Innova Kicks Butt !!!  It's good stuff man ... I also suppliment with a multi vitamin, fish oil, ember gets calcium because she was a little low in the pasterens. And they get vitamin e as well and I mix a little plain yogurt in with their food about 2 tablespoons. I honestly think 3 cups a day will be ok for him I dont think he needs anymore than that JMO.


----------



## Trapboi103 (Dec 14, 2008)

I see ya big grizz getting huge!!! keep up the good work bruh!!!


----------



## buzhunter (Sep 3, 2007)

Yeah, I had to go back and read lol. Your pup is bigger than my full grown bitch lol. She is almost 7 yo and weighs in at about 48 lbs. (still about 6 lbs overweight). Man, you have a monster on your hands. I'd consider my girl to be a little on the big side at her weight.


----------



## koonce272 (Sep 16, 2008)

heres my .2 cents.

I also have a slightly larger boy. Dad 82lbs, mom 55lbs.
My boy Papo is 6 months old as of dec 24. On dec 20 a few days before turning 6 mnth he weighed 52lbs. So we have some size similarities.

I feed canidae w/ nu vet, at one point i did the same thing you did for the same reason, and often he only finished 3/4 of the bowl. I stopped heavy feeding at 4mnths. I switched from open feeding to 2-3 cups a day, depending on exercise. I aswell exercise my pooch alot. 

As for weight gain, it didnt change by reducing the feeding, and a dog doesnt know what is too much or too little food, my lab will eat a half a bag of food and beg 5 min later if given the chance. Papo gains about the same as your dog, right around 3lbs a week give or take, and right about 10lbs a month give or take.

Im not telling you to change your feeding cause its your dog, but i feel 3 cups is plenty.

oh, one other thing. How does his stool look, and how many times a day does he poo poo each day.

I notice that by reducing my feeding stool became harder and pooping became less. By over feeding they are unable to properly digest the food.


----------



## dan'sgrizz (Oct 22, 2008)

koonce his stool is solid but moist. I have actually cut back to 3 1 cup meals. He goes poo poos about 3 times a day. Before or after every meal.
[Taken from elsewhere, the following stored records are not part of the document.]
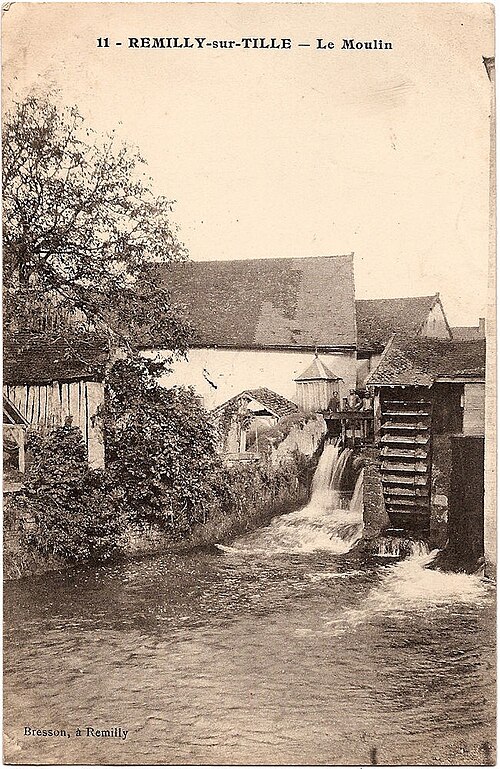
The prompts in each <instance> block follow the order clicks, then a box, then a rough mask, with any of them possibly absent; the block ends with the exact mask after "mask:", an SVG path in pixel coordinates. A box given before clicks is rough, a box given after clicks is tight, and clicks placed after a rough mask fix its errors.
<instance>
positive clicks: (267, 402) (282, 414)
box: [214, 387, 299, 419]
mask: <svg viewBox="0 0 500 769" xmlns="http://www.w3.org/2000/svg"><path fill="white" fill-rule="evenodd" d="M245 396H248V397H249V398H251V399H252V400H255V401H258V402H259V403H261V404H262V405H263V406H265V408H267V409H269V411H272V412H273V413H274V414H276V416H278V417H279V418H280V419H282V418H283V417H287V416H290V414H295V413H296V412H297V411H299V407H298V406H297V405H296V404H295V403H293V402H292V401H289V400H288V398H284V397H283V396H282V395H279V394H278V393H275V392H273V390H268V389H267V387H258V388H257V389H256V390H244V391H243V392H241V393H238V395H234V396H233V397H232V398H230V399H229V400H227V401H225V403H222V404H221V405H220V406H217V408H215V409H214V413H217V412H219V411H223V410H224V409H226V408H227V406H228V405H229V404H231V403H236V402H237V401H239V400H240V399H241V398H243V397H245Z"/></svg>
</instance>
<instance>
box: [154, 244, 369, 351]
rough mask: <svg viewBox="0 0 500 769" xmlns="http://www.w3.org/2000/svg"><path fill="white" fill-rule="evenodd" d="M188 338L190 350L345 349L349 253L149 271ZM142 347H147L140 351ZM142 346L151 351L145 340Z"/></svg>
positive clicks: (351, 280) (255, 260)
mask: <svg viewBox="0 0 500 769" xmlns="http://www.w3.org/2000/svg"><path fill="white" fill-rule="evenodd" d="M151 270H152V271H153V272H154V271H156V273H157V279H158V281H159V282H160V283H161V285H162V286H163V287H164V288H167V289H168V290H169V292H170V294H171V297H172V301H173V303H174V304H176V305H183V306H184V314H185V317H186V318H187V320H188V321H189V322H190V324H191V326H192V327H193V328H194V331H195V334H196V336H195V339H194V340H193V342H192V345H193V346H197V347H216V346H219V347H239V348H266V347H271V348H274V347H285V348H312V349H314V348H315V347H323V348H330V347H333V348H335V347H351V348H354V347H355V344H356V324H355V310H354V268H353V254H349V255H345V256H320V257H306V258H296V259H246V260H236V261H213V262H184V263H174V264H168V265H154V266H152V267H151ZM143 346H146V345H143ZM148 346H150V347H155V346H158V344H157V342H156V340H155V339H154V338H153V339H149V340H148Z"/></svg>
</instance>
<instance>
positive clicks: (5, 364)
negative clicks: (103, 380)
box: [3, 331, 110, 467]
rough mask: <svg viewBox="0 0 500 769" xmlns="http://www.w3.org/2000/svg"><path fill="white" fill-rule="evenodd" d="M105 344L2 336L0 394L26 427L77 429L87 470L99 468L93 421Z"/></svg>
mask: <svg viewBox="0 0 500 769" xmlns="http://www.w3.org/2000/svg"><path fill="white" fill-rule="evenodd" d="M109 357H110V352H109V344H108V341H107V340H106V339H105V338H103V337H100V336H97V335H96V334H75V333H74V332H73V333H70V332H68V333H67V334H62V333H61V332H52V333H36V332H26V331H25V332H20V331H19V332H12V331H11V332H6V333H5V334H4V359H3V380H4V385H3V392H4V396H5V397H6V398H7V399H8V402H9V403H11V404H12V405H13V406H14V407H15V409H16V412H17V413H18V414H19V415H20V416H21V417H22V419H23V420H24V421H25V425H26V426H30V427H32V428H35V429H38V430H42V431H43V430H49V429H53V428H55V427H59V426H62V425H64V424H65V422H66V421H67V420H68V418H71V420H72V421H71V424H72V425H73V426H74V427H79V428H80V430H81V431H82V435H83V439H84V441H85V445H86V447H87V454H88V458H89V463H90V465H91V466H92V467H102V466H103V465H104V444H103V436H102V431H101V427H100V423H99V419H98V416H97V412H98V409H99V407H100V406H102V404H103V403H104V384H103V380H104V373H105V368H106V364H107V362H108V361H109Z"/></svg>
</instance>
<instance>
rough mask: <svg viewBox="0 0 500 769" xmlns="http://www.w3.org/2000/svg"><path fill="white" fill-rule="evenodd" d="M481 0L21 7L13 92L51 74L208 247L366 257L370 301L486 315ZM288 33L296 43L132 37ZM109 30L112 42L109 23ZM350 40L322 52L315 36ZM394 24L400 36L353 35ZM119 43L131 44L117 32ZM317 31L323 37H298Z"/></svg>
mask: <svg viewBox="0 0 500 769" xmlns="http://www.w3.org/2000/svg"><path fill="white" fill-rule="evenodd" d="M492 14H493V11H492V8H491V6H489V5H486V4H462V5H455V4H436V5H435V4H430V3H421V4H407V5H402V4H394V5H389V4H386V5H383V4H372V5H365V4H356V3H352V4H349V5H344V4H329V3H323V4H321V3H314V4H292V3H283V4H267V3H258V4H233V3H227V4H212V3H203V4H195V3H191V4H184V3H142V4H141V3H130V4H129V3H44V4H40V3H14V4H12V5H11V6H10V9H9V10H8V11H7V12H6V13H5V14H4V19H3V32H2V36H3V87H4V104H6V105H8V104H9V103H10V101H11V100H12V99H13V98H17V99H19V98H23V97H24V96H25V95H26V93H27V92H29V91H30V90H31V89H37V90H43V89H45V88H55V89H58V90H59V92H60V98H61V100H62V101H63V103H67V104H76V105H78V107H79V109H80V112H81V113H82V114H83V115H85V117H86V118H87V120H88V123H89V125H91V126H92V127H94V128H95V129H97V130H98V131H110V130H112V129H116V133H117V135H118V137H119V138H122V139H124V140H125V141H127V142H129V143H132V144H134V145H137V146H138V147H139V148H140V150H141V152H142V154H143V155H144V157H145V158H146V159H147V161H148V164H149V173H150V174H151V176H152V177H153V179H154V187H155V191H156V192H157V193H159V194H163V195H166V196H167V197H168V198H170V199H173V200H175V201H176V204H175V208H174V215H173V218H174V220H175V221H176V223H177V224H178V225H179V228H180V232H179V234H180V238H181V240H182V241H183V242H184V243H185V244H186V246H187V248H188V251H189V254H190V257H191V258H192V259H194V260H207V259H249V258H267V257H279V258H281V257H299V256H300V257H302V256H322V255H328V254H346V253H350V252H354V255H355V257H354V258H355V279H356V294H357V297H358V298H377V297H390V296H418V295H424V294H425V295H427V294H434V293H436V292H439V293H440V295H441V299H442V301H443V304H444V307H445V311H446V313H447V316H448V319H449V321H450V324H451V325H473V324H477V319H478V317H479V316H484V315H485V312H486V293H487V292H486V289H487V264H488V210H489V209H488V206H489V198H488V195H489V141H490V140H489V131H490V123H489V114H490V83H489V80H488V77H487V74H486V71H485V68H484V66H483V61H482V57H483V56H492V55H493V54H494V42H493V15H492ZM185 35H186V36H190V37H191V38H193V37H195V36H198V37H206V38H207V40H209V41H212V40H241V38H244V37H267V38H271V37H275V38H278V39H281V38H282V37H286V38H291V39H292V42H293V46H292V49H291V50H274V51H273V50H254V49H248V50H247V49H243V48H241V47H240V48H239V49H235V48H233V49H232V50H227V49H226V50H220V49H217V50H216V49H213V48H209V47H204V48H203V49H197V48H195V49H170V50H161V49H147V48H144V49H135V48H134V49H132V48H128V46H127V40H128V38H129V37H138V38H139V37H169V36H171V37H173V36H179V37H184V36H185ZM105 36H108V37H109V39H110V41H111V44H110V47H109V48H107V49H103V48H97V44H96V41H97V38H99V37H105ZM318 38H321V39H323V40H324V41H332V42H334V43H335V48H334V49H330V50H328V49H327V50H318V49H317V48H316V40H317V39H318ZM344 38H348V39H350V38H353V39H355V40H361V41H364V40H373V39H382V40H384V41H390V42H391V43H392V46H393V47H392V50H371V51H370V50H362V51H357V50H354V51H350V50H349V51H348V50H342V49H341V45H342V40H343V39H344ZM116 41H121V42H122V46H116V45H115V42H116ZM298 42H310V43H311V46H310V47H298V46H297V43H298Z"/></svg>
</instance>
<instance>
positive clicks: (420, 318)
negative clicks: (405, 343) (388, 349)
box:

Sometimes only twice.


----------



## JCsmoke (Dec 12, 2008)

beautiful dog grizz keep up the good work man


----------



## blurzredg4 (Oct 23, 2008)

lookin real good man!


----------



## Track Junkie (Dec 11, 2008)

I love the way your dog looks!! Definitely a beast in the making!! :clap:


----------



## dan'sgrizz (Oct 22, 2008)

thank you again LOL this is an old thread I'll post some new pics tomorrow he will be six months old. I got some cool pics too LOL. Yes I'm constantly impressed by the pickiness of my breeder always wanting pics and he inspects grizz in person atleast once a month. I've already had 3 stud offers LOL. I turned them down grizz hasnt earned anything yet. But I am very excited about his first offer the pedigrees look real nice together they both have the same look and the girl is a very strong athletic stout female her temperment is EVERYTHING you could ask for.


----------